Why not binary format?

pg_dump stopped supporting binary format for portability, i.e., binary
data can't move across computer architecture, one might run into
problems like big/little endianess. Binary is also problematic for
version change, e.g., suppose the internal format for a data type changed
between version. In summary, pg_dump is in text to preserve platform
and version independence.

http://archives.postgresql.org/pgsql-hackers/2007-12/msg00143.php

----------------------------------------------------------------------
Keh-Cheng's analysis

I learned quite a few things from Keh-Cheng who is an expert on
scientific computation.

Here is a quote from his email on Sat Apr 26, 2008

"Having examined the actual on-disk contents of a few
test tables and the corresponding pg_dump output,
I believe the current version (8.3.1) of postgresql
handles double precision correctly albeit very
inefficiently.  Unless there is some undocumented
way of dumping IEEE floating-point  numbers in binary
mode, it is SINGLE precision values that we need to
worry about.  Here is why:

Pg_dump reads double/single-precision IEEE numbers
in the table and converts them to ASCII with a
format string equivalent to "%.17g"/"%.8g".  For
IEEE double with a 53-bit mantissa, one unit in
the last place (ulp) has a worst-case relative
round-off error of 1/2 * 2^(-53) = 5.55e-17 
while an ASCII string with 17 significant figures
has a worst-case round-off error of 1/2 * 10^(-16)
= 5e-17.  Since the decimal representation has
slightly denser "ticmarks" than the binary 

representation, a conversion from binary to
decimal (during dump) followed by a conversion
from decimal back to binary (during restore) 
will always yield the same IEEE double precision
number that was originally in the table.  This
is OK but very inefficient.  (Binary/decimal
conversions typically cost thousands of CPU cycles.)
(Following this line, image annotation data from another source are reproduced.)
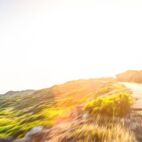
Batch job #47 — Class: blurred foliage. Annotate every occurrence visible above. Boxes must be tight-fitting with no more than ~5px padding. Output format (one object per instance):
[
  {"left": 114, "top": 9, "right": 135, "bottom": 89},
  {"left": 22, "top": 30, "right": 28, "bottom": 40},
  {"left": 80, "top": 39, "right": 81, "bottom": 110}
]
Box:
[
  {"left": 0, "top": 79, "right": 131, "bottom": 137},
  {"left": 85, "top": 92, "right": 133, "bottom": 117}
]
Doing the same analysis for IEEE single (24-bit
mantissa) and 8-significant-figure decimal numbers,
one finds the latter to have HIGHER round-off error
(5e-8 vs 2.98e-8).  In other words, an IEEE single
converted to decimal with the "%.8g" format CANNOT
be expected to be converted back to the original value.
If you compile and run the attached test program,
you'll see that of the 1 million randomly chosen
numbers between 0 and 1, approximately 0.7% of 
them fail the double conversion test.  (As expected,
all the failure cases have leading significant digits
10, 11, 12, or 13 because they have the highest 
relative round-off errors in the range.)  If you
give the decimal conversion just one more significant
figure by changing the "%.8g" format to "%.9g", then
all of them pass."

Keh-Cheng also located two places in the src code to rectify the
problem with floats.

I went on and browsed two related papers on this subject:

How to read floating point numbers accurately
William D. Clinger

How to print floating-point numbers accurately
Guy L. Steele, Jr., Jon L. White 

Discussion on this subject from PostgreSQL mailing list 
http://qaix.com/postgresql-database-development/203-042-float-output-precision-questions-read.shtml

----------------------------------------------------------------------
Keh-Cheng's experience with pg_dump -Fc on 8.3

Keh-Cheng reported promising results with pg_dump -Fc. This custom
option appearantly gets floats correctly in 8.3

----------------------------------------------------------------------
My experience with pg_dump -Fc on 8.1

I did not have such good luck with 8.1. The precision problem
remains. Unfortunately that's the issue we have to face, i.e., moving
from a 8.1 server to a 8.3 server.

I followed Keh-Cheng's advice to change the src code. I ran pg_dump
and pg_restore from this recompiled src, the precision problem was not
fixed. It could have something to do with I am still running 8.1
server without the src change. Shall try that next.